Unspoken, Unwritten Agreement
I am a senior at my high school. For over a year now, I’ve had a crush on my astronomy teacher from junior year.
I am a different kind of girl. Sure, I have my group of friends just like everyone else, but I do not connect with them. There is just too much that they would not be able to understand.
Anyway. I’ve never had a boyfriend and I can’t say I really need one.
I am usually a reclusive person. That manages to set some people off, but it doesn’t bother me all that much. The funny thing is, I am able to connect better with people older than myself. That has always been a factor, even in my younger years.
When I took astronomy class last year, I was more interested in learning about the stars and the universe than anything else. When I first saw Troy, my astronomy teacher, I thought he was a very pleasant person (I never call him by his first name, but I’ll use it here). He would tell us crazy stories about his college years and make class fun. It was his class that almost made me forget that I was in school every day.
He would never yell at anyone, but then again the students in my class (mostly seniors) would be too caught up staring at the planetarium above to cause any trouble.
Troy is in his early thirties, is married and has a small boy. My feelings for him had been platonic up until the end of the school year. I respected him because he seemed like a nice guy, but nothing else.
One day, after I had taken all my finals, I decided to spend my hour of journalism class with him instead.
All the seniors had already graduated, and a handful of students weren’t at school because they had also taken their finals.
I had asked Troy if I could spend my next class with him, and he had happily agreed. When I finally got to his room, we were the only ones there. That day he kept the room dark because he was projecting Sports Center on the planetarium (which is pretty cool). I grabbed an astronomy book from the shelf and sat at the end of the room, close to his desk.
I read in silence for half an hour. After that, Troy came up to me and sat on a desk right in front of me. I was surprised that he had come to talk to me, but accepted the kind gesture non the less. He started the conversation, and we talked about anything from our class, to summer plans, and future plans. He was honest and sincere, listening to everything I had to say. Somewhere along our conversation I realized that he really did care, and was truthful with me. He told me that I was a great student to have in his class – one of the best he had ever had, as a matter of fact. He also told me he had noticed that I did not talk much, and informed me that he saw no reason why I should not believe in myself.
I ended up talking to him about my parents and how, despite the fact that they have only the best in mind, they do not understand me. Surprisingly, he proceeded to tell me about his own parents, and how his father never really approved of him being a teacher.
We found common ground. Somehow I had been able to share more with him that day, than I had with anyone else.
At the end of class, we stood facing each other for a few seconds before moving in for a brief hug. I was going to miss him a lot during the summer.
Things have changed since then. Everything has become more complicated, in a way. When I came back to school for my senior year, my feelings followed. They have only been growing since the beginning of the year.
I’ve been seeing Troy almost every day since. He hasn’t forgotten about last year, and even though he isn’t my teacher any more, we talk on a regular basis.

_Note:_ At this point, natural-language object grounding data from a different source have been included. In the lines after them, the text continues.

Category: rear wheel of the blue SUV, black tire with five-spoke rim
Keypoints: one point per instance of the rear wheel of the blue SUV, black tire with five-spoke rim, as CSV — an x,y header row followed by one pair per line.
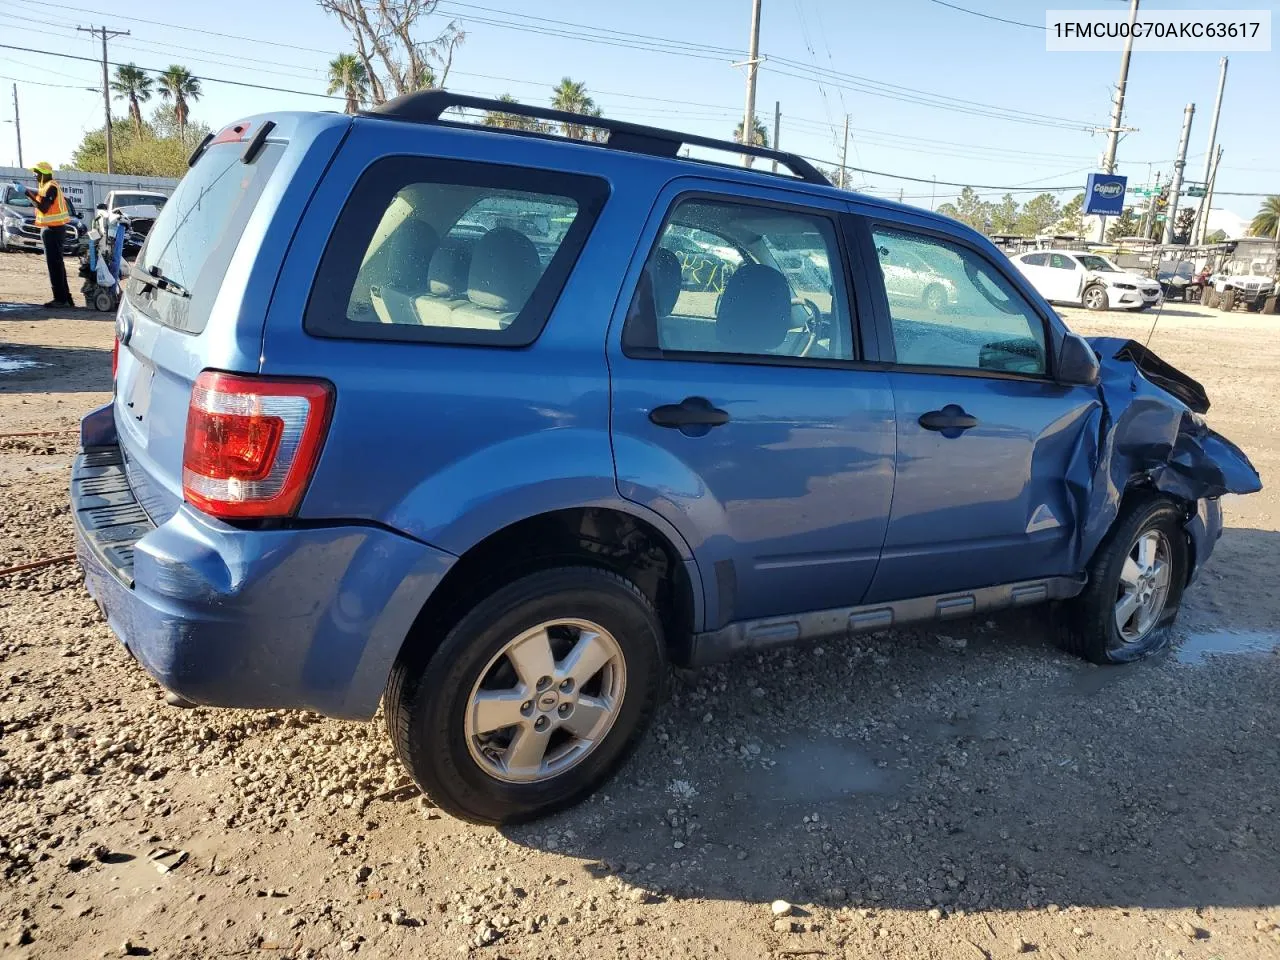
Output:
x,y
534,700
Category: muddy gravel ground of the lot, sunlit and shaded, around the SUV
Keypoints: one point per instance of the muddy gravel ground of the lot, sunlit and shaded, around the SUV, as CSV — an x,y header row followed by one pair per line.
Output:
x,y
973,796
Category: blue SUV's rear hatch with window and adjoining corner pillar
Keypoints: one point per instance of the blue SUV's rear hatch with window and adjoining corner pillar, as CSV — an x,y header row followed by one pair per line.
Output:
x,y
196,298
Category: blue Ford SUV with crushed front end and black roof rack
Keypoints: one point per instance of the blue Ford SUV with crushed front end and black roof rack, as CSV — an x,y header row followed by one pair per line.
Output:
x,y
490,427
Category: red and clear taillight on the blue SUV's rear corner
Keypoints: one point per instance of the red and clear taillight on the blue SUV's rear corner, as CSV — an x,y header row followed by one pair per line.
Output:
x,y
253,444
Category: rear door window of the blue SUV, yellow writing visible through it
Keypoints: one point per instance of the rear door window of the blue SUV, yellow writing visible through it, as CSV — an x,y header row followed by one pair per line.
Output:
x,y
740,280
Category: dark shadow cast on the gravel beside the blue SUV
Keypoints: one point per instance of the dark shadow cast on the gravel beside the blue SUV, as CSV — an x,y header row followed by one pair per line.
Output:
x,y
977,770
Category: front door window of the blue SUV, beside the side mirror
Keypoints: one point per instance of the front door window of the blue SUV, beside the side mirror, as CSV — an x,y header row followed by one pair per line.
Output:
x,y
967,314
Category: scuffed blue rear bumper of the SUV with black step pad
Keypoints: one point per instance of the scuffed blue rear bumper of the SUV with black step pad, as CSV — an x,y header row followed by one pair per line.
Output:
x,y
308,619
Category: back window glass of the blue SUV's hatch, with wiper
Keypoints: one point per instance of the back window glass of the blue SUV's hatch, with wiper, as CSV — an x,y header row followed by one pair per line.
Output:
x,y
196,234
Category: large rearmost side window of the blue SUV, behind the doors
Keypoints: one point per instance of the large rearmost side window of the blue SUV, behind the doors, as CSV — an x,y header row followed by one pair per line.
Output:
x,y
452,253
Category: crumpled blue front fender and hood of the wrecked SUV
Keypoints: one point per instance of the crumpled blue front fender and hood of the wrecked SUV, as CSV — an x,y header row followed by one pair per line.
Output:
x,y
1149,431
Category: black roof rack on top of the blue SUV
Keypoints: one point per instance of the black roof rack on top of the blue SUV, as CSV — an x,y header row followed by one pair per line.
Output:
x,y
428,106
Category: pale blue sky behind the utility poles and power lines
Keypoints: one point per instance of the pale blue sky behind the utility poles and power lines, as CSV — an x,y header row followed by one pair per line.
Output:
x,y
917,79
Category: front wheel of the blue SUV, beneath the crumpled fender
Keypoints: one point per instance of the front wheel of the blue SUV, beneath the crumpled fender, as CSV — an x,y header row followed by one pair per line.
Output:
x,y
1136,586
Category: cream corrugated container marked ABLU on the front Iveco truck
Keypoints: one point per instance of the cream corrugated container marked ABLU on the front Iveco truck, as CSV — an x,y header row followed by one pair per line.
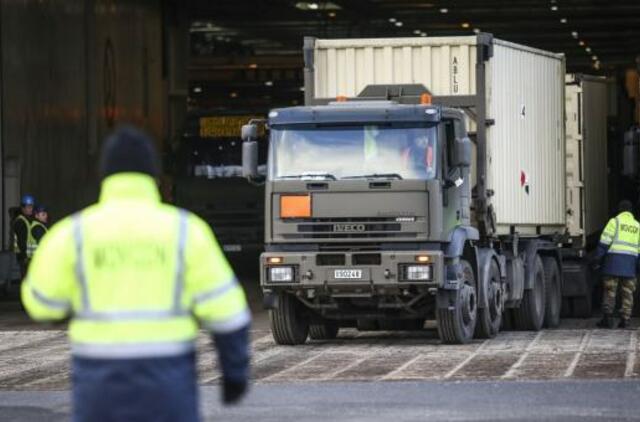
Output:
x,y
517,89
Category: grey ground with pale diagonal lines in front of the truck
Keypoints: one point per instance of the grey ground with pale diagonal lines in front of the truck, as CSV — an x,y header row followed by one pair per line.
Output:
x,y
559,374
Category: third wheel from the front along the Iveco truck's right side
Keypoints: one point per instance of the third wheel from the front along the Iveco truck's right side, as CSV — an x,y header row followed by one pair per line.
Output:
x,y
530,314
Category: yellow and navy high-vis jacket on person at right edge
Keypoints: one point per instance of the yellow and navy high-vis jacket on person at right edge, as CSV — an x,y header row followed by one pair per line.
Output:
x,y
620,243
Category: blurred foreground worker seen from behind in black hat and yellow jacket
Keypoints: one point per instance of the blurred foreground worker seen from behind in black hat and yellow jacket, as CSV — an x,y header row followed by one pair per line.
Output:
x,y
137,278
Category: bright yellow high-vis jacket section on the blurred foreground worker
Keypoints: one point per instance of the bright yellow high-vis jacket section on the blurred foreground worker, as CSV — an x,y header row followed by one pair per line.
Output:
x,y
135,276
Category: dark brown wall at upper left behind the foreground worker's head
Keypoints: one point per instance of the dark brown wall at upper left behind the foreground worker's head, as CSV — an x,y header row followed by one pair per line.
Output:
x,y
71,69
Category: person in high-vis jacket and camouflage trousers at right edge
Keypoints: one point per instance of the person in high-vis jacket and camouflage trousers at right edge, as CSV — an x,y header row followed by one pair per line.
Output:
x,y
620,247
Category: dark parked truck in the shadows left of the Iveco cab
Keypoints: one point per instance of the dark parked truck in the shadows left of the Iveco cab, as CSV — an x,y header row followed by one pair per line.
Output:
x,y
207,179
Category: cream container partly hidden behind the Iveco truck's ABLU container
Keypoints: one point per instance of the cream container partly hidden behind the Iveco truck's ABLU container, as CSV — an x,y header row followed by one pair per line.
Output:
x,y
587,172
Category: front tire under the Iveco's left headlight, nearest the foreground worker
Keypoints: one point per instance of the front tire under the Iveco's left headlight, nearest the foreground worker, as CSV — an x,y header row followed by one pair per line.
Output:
x,y
288,325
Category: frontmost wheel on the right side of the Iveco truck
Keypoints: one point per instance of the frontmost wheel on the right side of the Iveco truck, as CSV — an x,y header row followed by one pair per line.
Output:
x,y
456,318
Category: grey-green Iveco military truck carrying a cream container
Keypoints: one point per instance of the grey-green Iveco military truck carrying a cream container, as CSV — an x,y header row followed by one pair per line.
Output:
x,y
424,179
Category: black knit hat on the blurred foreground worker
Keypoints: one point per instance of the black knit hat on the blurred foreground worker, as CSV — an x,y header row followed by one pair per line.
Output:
x,y
129,150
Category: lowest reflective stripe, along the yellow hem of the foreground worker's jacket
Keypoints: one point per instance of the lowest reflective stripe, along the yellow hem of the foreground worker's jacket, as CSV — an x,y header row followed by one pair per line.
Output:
x,y
131,350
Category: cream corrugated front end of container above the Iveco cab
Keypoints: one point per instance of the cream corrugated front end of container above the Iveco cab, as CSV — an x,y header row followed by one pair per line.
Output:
x,y
445,65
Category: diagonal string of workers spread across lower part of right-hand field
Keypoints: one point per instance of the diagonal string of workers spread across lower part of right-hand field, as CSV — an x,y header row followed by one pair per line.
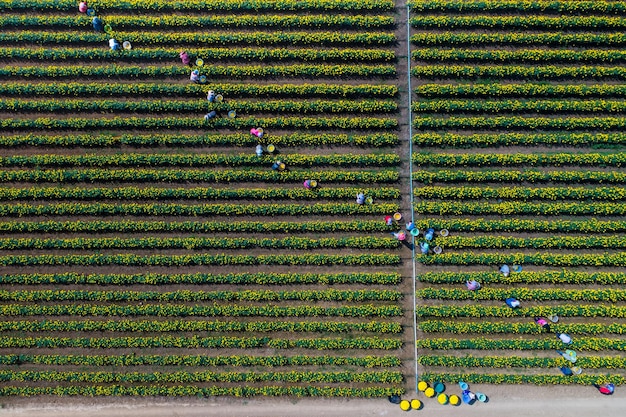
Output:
x,y
544,322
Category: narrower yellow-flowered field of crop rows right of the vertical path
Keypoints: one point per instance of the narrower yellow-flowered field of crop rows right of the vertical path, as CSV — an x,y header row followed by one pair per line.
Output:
x,y
519,151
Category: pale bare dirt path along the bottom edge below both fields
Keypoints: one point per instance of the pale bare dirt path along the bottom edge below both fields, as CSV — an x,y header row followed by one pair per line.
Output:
x,y
503,401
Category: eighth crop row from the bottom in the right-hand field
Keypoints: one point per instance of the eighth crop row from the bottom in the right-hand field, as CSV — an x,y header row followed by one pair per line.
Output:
x,y
548,259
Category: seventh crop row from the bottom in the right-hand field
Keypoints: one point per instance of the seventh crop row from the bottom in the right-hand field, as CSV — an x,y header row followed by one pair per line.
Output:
x,y
561,277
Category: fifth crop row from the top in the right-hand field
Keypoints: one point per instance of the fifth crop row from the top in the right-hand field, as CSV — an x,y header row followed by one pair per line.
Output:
x,y
534,72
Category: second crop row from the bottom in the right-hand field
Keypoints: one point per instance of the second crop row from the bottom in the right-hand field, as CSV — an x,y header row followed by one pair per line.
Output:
x,y
586,362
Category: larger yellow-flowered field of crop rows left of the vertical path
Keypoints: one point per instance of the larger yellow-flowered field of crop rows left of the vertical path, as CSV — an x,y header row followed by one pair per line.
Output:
x,y
148,251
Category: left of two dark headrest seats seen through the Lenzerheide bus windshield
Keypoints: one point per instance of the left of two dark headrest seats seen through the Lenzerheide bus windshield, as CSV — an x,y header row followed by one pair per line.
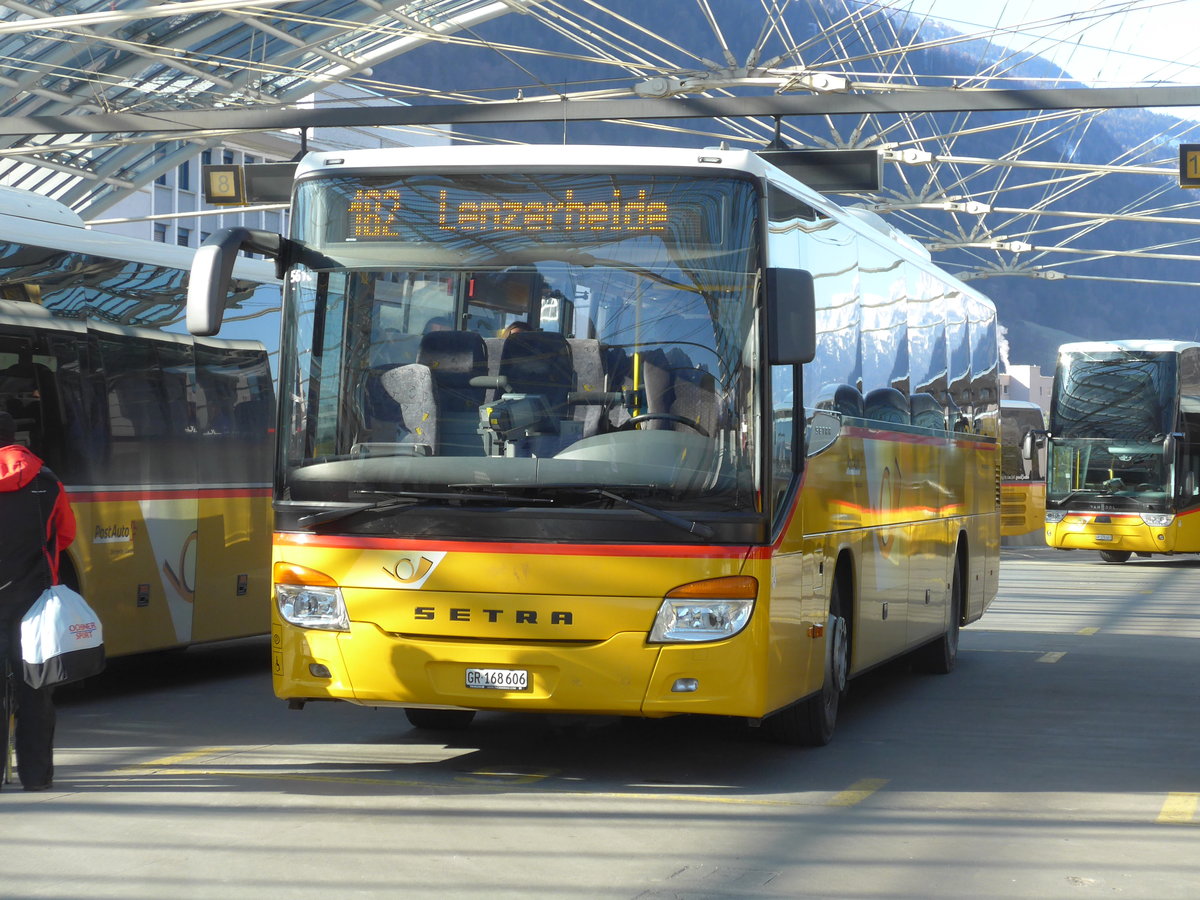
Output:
x,y
454,358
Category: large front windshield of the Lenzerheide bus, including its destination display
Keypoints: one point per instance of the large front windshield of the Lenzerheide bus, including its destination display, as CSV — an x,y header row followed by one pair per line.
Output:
x,y
539,337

He has, on multiple occasions, invited me to come to one of his classes whenever I have free time. Whenever we would run into each other in the hallways, he would stop and chat with me for a minute, no matter how insignificant the exchange of information was.
On top of that we also have lunch the same period. One day before the winter break I was feeling especially down. I had talked to him earlier in the morning, wishing I could somehow convey the fact that I was going to miss him during the vacation, but was not successful. I had wanted to hug him at least once more.
At the end of lunch we crossed paths, and Troy once again wished me a safe break. However, as he was about to turn and walk away, I reached out to him and said “Wait”.
I had never sounded so desperate in my life. He turned back to me and smiled, waiting patiently for what I was about to say.
The thoughts were racing in my mind and I had no idea what to really say. In an effort to explain myself, I told him that I wanted one last thing before we said goodbye. I was afraid of what I wanted to do, because I usually did not let people see the weaker side of me.
His response to that was an enthusiastic OK, even though he had no idea what I wanted. He then moved closer to me, not breaking eye contact even for a second. His gaze was intense – I had his full attention.
I could honestly not trust myself with talking any more. My voice was already weak, and I had run out of excuses to my strange behavior.
Just as my eyes were starting to get glossy, I moved in and embraced him.
Troy was not able to fully return the gesture because in his left arm he was carrying his laptop. But he managed to, very gently, place his arm around my waist, as I had placed my own arms around his shoulders.
We stood like this for a few seconds. I closed my eyes in order to capture the moment before it was gone. Then I let go and stepped back, aware that other students were around.
I am sure he already knows how I feel about him, mainly because I am so obvious. But even if he does, I will never tell him, because I care for him too much. I respect him as married man, just as I respect him as a person.
I am sure that, with this knowledge, he sometimes has a hard time facing me. Some days we manage to ignore each other completely. I understand the reasons, and I give him his space even though it hurts me to.
However, we always manage to come back. It is like an unspoken, unwritten agreement that sets things straight between us. At the end of the day, his smile is the only thing that matters.